I was at Trent Bridge for his best innings, that 81 not out overshadowed by teen heartthrob Ashton Agar. It hadn’t been long since Hughes was the teen heartthrob, although teen angry-windmill-falling-over-backwards was more his style. I saw his double hundred against South Africa A in Townsville, the way he’d contort his body like a Gumby figurine to get that traction though the off-side.
Runs came in fifties and tons, ever since he was young
Save your legs Phil, it’s four more runs
Baggy cap was not a match for the Australian sun
Necks and noses got burnt for the emblem on the front
And of course talk of cricket seems trivial, but it’s twinned with his life and its ending. The sense of injustice through his career, how he was messed around and dropped and recalled, shuffled through the order, given no leash at all. How the hottest possible streak for the national reserve team couldn’t get him promoted. How his last Shield innings would probably have had him back in the Test side. Trivial in context, but reflecting an unfairness on a whole different level. The part that the song can only skip over; a final act like an unthinkably malicious joke.
When assault rifles hit Paris two weeks ago, Robert McLiam Wilson wrote to the Guardian from his home in a sleepless 10th Arrondissement. Wilson grew up in Belfast and this year worked with Charlie Hebdo after another Paris massacre – he knows the worth of refuge. After both attacks he tuned his television to the other side of the world: there was “something about the Australian sunlight, its promiscuous optimism. And the sheer, pointless beauty of cricket. It felt like life, being thoroughly and joyously lived.” So losing a cricketer, young and full of life, while playing the game that brings us joy? It was a transgression of sanctity, shattering the windowpane in front of the Christmas display.

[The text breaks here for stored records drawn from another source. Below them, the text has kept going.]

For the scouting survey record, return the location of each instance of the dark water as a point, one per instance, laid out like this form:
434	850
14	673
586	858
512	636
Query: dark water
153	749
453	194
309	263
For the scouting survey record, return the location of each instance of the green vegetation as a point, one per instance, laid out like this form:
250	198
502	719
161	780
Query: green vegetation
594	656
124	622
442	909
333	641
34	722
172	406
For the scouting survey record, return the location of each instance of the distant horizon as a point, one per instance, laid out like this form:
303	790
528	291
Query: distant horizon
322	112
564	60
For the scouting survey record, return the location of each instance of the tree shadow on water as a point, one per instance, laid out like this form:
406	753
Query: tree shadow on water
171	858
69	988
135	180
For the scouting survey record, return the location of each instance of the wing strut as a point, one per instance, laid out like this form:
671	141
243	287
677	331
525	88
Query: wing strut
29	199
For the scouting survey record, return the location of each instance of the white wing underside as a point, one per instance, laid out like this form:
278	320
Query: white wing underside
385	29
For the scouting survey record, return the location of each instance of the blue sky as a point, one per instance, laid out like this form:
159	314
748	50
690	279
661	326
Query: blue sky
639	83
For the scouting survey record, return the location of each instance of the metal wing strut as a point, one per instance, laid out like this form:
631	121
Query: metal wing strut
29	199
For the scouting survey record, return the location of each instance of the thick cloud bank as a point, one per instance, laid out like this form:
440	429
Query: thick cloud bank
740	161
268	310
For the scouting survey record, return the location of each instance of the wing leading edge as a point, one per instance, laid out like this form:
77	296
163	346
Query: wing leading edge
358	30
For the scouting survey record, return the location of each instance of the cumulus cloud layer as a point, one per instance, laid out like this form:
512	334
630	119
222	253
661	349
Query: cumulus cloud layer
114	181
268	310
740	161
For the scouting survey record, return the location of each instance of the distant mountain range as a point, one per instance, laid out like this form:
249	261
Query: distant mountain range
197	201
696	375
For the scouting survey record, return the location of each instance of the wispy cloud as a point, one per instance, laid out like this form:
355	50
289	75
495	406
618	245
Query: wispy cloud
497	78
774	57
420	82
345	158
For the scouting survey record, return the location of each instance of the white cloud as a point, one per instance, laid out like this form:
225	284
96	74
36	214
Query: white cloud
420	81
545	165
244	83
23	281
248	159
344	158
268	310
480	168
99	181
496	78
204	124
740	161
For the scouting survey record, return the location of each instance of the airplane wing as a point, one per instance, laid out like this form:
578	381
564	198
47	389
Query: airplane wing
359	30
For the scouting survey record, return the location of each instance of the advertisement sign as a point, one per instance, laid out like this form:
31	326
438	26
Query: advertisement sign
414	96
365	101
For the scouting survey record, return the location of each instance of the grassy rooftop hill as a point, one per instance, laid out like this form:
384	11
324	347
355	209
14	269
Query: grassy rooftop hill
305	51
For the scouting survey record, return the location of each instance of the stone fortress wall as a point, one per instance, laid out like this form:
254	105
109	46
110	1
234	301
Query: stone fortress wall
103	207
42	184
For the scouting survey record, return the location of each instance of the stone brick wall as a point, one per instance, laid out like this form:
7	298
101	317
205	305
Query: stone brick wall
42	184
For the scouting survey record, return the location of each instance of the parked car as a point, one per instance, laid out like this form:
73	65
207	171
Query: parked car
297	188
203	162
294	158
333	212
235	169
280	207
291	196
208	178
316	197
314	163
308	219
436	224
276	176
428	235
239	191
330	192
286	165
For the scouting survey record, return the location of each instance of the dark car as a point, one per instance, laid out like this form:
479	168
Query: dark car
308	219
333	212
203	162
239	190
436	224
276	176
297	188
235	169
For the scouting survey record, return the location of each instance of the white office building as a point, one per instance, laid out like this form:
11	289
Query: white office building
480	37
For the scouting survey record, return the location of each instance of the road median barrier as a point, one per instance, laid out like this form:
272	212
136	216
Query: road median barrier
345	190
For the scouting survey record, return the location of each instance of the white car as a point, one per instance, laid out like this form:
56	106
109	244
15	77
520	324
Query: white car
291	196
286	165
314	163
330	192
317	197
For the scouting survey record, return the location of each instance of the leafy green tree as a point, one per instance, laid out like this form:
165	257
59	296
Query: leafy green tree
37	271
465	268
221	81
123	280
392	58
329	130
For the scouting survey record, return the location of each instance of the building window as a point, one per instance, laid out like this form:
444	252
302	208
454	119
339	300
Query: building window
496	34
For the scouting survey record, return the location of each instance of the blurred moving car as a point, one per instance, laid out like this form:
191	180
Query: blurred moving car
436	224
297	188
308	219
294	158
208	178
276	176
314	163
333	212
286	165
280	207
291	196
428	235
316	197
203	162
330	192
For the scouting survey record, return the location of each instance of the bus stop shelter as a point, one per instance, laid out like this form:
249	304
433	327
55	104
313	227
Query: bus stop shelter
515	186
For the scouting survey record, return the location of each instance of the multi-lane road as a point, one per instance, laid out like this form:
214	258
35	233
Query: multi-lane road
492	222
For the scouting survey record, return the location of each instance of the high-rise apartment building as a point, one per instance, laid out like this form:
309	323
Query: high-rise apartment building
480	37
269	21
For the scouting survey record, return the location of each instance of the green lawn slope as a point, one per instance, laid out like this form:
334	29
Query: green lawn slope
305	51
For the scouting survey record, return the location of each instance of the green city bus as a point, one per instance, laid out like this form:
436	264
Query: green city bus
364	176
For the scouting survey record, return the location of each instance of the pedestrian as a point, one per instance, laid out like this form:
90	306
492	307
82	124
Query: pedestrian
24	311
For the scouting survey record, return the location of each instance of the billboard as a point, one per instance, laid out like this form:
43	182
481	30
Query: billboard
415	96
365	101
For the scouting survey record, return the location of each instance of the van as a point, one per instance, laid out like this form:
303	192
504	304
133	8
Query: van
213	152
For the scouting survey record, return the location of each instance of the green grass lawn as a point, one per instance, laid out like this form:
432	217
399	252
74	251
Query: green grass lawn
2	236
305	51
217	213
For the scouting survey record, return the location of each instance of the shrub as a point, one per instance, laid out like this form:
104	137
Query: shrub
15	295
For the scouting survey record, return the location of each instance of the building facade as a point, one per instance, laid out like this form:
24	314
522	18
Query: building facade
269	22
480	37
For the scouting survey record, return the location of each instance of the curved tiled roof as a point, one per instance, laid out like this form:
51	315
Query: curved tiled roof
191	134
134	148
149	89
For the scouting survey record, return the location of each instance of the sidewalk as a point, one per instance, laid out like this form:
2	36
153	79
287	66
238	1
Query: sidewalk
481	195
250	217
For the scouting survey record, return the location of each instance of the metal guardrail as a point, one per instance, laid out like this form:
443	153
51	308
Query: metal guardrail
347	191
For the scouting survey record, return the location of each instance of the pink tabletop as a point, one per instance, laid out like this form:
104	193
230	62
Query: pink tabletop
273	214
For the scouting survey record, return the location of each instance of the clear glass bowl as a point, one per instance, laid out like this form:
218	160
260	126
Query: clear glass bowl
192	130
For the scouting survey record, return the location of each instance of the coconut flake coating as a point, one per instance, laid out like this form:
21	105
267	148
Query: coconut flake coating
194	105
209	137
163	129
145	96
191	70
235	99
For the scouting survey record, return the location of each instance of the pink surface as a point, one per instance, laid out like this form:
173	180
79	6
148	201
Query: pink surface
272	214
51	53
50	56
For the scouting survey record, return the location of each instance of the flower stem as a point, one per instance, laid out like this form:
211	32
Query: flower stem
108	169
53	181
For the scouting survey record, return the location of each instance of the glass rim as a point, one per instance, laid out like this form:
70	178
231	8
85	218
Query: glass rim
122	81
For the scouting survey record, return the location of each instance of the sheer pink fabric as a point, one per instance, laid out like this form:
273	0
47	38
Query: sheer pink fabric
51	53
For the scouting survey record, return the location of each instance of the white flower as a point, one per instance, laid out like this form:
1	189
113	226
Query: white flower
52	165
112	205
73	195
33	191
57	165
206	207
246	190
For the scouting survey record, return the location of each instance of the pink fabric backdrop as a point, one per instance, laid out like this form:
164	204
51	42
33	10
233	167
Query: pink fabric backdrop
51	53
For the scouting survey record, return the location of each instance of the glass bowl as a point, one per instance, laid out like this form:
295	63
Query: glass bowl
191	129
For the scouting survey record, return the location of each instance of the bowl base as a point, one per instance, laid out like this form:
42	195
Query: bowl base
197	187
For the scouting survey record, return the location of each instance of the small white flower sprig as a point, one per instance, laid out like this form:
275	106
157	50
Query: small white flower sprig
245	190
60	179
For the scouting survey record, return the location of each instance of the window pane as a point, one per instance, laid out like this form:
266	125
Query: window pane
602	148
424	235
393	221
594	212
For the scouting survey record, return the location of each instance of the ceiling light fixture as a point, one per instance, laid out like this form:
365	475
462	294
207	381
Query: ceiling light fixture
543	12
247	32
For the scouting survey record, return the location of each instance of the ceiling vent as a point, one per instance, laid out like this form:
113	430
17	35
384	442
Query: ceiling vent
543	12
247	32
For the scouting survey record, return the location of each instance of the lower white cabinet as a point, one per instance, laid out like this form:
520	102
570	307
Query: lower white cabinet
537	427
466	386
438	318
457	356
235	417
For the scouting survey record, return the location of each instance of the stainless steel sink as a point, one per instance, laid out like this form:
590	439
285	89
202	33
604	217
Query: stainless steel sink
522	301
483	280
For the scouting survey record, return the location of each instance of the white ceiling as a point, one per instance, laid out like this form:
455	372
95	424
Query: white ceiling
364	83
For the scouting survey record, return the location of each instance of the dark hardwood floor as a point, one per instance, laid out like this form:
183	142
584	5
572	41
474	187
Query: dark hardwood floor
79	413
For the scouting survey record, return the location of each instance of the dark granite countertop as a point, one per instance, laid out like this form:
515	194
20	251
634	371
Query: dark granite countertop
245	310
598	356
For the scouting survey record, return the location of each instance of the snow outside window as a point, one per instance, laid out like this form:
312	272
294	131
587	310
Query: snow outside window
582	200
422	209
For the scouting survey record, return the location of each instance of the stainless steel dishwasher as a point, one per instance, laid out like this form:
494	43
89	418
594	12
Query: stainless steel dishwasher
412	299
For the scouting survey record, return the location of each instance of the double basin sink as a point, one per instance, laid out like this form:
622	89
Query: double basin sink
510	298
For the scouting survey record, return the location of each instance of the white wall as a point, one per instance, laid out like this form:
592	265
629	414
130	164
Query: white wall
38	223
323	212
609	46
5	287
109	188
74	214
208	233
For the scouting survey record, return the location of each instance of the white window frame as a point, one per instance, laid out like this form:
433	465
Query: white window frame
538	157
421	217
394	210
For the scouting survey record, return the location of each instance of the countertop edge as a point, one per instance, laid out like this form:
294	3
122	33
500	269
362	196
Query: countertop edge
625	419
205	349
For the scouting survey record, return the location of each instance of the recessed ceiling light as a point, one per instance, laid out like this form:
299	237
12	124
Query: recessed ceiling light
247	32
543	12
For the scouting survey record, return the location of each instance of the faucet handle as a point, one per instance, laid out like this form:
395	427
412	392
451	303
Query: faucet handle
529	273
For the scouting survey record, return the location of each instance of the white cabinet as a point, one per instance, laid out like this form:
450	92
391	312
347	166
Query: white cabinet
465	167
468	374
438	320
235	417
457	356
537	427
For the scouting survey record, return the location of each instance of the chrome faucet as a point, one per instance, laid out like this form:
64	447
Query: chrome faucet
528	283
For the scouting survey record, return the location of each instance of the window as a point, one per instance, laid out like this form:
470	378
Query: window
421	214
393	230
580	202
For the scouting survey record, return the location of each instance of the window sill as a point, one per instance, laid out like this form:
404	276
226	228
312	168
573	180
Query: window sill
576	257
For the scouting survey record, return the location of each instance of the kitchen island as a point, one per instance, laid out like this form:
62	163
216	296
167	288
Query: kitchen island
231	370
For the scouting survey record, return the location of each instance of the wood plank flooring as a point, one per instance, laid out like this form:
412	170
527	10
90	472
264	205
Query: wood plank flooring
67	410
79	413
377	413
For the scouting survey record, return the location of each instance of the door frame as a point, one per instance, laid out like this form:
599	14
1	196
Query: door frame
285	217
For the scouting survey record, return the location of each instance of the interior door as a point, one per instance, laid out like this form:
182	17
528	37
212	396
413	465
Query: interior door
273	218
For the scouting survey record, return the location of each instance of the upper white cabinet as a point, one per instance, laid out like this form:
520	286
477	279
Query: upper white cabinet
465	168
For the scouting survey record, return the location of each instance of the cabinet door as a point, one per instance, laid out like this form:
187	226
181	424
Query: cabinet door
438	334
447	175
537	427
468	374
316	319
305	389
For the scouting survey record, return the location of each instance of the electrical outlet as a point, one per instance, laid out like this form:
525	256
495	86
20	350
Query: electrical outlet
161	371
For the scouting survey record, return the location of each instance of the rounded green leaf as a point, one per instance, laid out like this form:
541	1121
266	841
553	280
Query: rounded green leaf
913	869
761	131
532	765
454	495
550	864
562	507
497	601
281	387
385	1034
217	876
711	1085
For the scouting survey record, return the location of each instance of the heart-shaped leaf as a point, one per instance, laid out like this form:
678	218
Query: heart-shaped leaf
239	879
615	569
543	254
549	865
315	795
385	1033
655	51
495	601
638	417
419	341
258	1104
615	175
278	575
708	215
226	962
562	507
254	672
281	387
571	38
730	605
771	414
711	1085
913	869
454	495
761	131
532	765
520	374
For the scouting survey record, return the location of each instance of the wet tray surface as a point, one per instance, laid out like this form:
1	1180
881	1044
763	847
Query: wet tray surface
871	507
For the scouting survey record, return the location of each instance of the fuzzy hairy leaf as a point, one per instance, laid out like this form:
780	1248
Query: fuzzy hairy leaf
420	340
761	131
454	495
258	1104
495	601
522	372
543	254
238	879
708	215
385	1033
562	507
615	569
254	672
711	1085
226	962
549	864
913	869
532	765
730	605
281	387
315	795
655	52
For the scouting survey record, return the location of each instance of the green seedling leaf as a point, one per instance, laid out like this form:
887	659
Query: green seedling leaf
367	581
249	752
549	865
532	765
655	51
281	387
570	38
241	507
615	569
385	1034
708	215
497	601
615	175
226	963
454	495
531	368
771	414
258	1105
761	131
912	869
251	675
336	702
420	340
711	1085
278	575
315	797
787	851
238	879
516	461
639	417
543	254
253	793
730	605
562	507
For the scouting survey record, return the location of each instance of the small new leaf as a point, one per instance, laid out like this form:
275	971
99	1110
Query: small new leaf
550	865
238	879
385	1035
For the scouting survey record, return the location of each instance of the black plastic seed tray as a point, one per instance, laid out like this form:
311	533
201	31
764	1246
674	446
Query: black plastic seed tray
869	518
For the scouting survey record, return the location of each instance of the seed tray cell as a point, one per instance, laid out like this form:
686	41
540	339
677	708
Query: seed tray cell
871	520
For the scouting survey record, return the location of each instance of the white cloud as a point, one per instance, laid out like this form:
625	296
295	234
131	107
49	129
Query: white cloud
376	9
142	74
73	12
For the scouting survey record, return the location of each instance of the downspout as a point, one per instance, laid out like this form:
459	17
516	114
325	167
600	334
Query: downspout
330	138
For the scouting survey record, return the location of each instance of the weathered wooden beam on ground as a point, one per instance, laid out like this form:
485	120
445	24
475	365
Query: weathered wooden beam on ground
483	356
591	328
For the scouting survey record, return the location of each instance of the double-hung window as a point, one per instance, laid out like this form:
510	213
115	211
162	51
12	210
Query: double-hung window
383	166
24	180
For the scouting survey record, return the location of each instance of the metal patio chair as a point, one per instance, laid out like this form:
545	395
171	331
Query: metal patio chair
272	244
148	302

In the end, Urthboy and I reached the same conclusion. The reasons didn’t matter: we both grieved for a kid we never met. A song is a fair expression of that, as is an essay. Their subject was part person, part persona. He was a symbol and an individual. He was Phillip Hughes as his family knew him, source of a personal grief that sits uncomfortably alongside its public counterpart. He was Phil Hughes to those of us who make up that public, and mourned him nonetheless.
When the floodlights are on, things are half-real. We’re talking about a person, but the fraction we’ll ever know. Even his teammates only get part-way. Then their final gathering. All of the thousand thoughts going through the back of their minds. Walking out the dressing-room door, solemnly and side by side. The turf glows, a nuclear herbarium. Thousands of bats in the night sky, trailing Sydney’s dusk behind them. Thousands of bats placed by front doors. There is a sadness to this that doesn’t go away. The reason doesn’t matter. The lights are on, and we’ll honour what we see.